CMS also reported additional anti-fraud actions tied to Medicare in 2025, including suspending $5.7 billion in suspected fraudulent Medicare payments, denying 122,658 Medicare claims, revoking 5,586 providers and suppliers’ billing privileges, and sending 372 fraud referrals encompassing $3.7 billion in billing to law enforcement. The agency also said pricing actions on skin substitutes reduced Medicare Part B premiums by $11 per month.

CMS said it plans to publish a list of those providers or suppliers that have had their ability to operate in Medicare revoked, and why, to offer greater transparency to patients and insurers. CMS also said that during the moratorium it will work toward additional safeguards to address fraudulent billing in the DMEPOS space.

In addition, CMS is seeking stakeholder feedback through its Comprehensive Regulations to Uncover Suspicious Healthcare initiative.
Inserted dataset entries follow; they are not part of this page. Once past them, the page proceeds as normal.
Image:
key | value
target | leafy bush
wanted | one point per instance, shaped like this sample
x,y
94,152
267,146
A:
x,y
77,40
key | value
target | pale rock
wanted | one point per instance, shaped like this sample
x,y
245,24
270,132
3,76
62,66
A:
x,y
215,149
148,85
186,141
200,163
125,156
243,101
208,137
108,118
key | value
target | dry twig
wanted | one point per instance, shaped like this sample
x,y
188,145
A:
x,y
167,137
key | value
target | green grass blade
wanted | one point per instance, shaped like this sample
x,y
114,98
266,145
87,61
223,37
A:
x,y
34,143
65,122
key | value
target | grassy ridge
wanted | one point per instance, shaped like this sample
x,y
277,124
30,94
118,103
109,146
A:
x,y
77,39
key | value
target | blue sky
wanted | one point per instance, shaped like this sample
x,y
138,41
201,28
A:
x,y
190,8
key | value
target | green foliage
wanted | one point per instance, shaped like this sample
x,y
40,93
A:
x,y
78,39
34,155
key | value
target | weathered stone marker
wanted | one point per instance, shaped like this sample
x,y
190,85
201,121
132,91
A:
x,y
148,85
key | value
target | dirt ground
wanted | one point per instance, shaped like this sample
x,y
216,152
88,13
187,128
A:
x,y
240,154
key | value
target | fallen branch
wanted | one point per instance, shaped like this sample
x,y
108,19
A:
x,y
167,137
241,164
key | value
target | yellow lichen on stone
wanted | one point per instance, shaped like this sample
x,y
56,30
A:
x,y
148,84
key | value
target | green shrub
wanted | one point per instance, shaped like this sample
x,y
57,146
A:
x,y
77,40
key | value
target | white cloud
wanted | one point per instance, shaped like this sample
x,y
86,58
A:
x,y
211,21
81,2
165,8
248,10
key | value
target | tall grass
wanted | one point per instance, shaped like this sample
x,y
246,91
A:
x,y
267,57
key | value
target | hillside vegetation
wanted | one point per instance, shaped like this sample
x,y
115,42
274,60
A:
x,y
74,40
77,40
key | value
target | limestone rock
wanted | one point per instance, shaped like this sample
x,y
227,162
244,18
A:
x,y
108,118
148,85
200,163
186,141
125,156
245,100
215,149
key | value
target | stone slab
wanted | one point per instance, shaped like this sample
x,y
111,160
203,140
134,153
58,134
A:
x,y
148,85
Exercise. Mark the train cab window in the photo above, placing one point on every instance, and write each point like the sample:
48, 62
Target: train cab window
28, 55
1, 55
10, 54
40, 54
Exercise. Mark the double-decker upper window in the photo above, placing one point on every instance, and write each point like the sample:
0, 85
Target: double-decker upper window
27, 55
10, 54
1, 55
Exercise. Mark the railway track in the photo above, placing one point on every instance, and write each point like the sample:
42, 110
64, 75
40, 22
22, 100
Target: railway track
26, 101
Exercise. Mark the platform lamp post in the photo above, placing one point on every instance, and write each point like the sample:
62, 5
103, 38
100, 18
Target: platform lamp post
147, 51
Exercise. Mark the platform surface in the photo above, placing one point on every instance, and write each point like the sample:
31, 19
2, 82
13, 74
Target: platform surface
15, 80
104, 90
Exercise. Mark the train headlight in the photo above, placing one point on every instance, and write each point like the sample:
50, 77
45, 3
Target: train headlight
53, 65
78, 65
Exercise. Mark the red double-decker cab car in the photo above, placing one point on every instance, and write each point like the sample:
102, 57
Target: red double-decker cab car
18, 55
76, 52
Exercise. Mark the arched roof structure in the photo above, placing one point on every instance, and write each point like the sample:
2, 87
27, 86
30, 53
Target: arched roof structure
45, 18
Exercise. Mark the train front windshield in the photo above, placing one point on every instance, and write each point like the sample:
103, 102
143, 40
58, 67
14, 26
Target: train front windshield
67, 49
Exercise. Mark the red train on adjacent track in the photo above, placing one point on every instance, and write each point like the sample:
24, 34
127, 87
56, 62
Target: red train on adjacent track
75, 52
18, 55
The CRUSH request for information invites input from states, physicians, suppliers, payers, technology companies, patient advocates and beneficiaries on ways to strengthen the agency’s ability to detect fraud, waste and abuse and program inefficiencies in Medicare, Medicaid, the Children’s Health Insurance Program and the Health Insurance Marketplace. Stakeholders may submit recommendations on both existing authorities and potential new regulatory approaches.

Minnesota funding deferral and warning of additional withholds

CMS’ review of Minnesota’s Medicaid spending in the fourth quarter of 2025 resulted in a deferral of $259.5 million in federal matching funds. CMS alleges $243.8 million of the withheld funding was flagged as “unsupported or potentially fraudulent” claims, while $15.4 million was linked to claims for individuals “lacking a satisfactory immigration status.”

CMS said it may defer more than $1 billion in federal funds over the next year if the state does not address program integrity vulnerabilities. The state must submit a comprehensive remedial plan within 60 days; if it does not comply, the federal government could withhold up to $1 billion in funds this year alone.

“This is a campaign of retribution,” Gov. Tim Walz said. “Trump is weaponizing the entirety of the federal government to punish blue states like Minnesota. These cuts will be devastating for veterans, families with young kids, folks with disabilities, and working people across our state.”

The proposed funding freeze followed President Trump’s State of the Union address the previous day, during which he highlighted alleged Medicaid fraud. In his remarks, he blamed what he described as “Somali pirates who ransacked Minnesota.” He also cited significant fraud concerns in California, Massachusetts and Maine.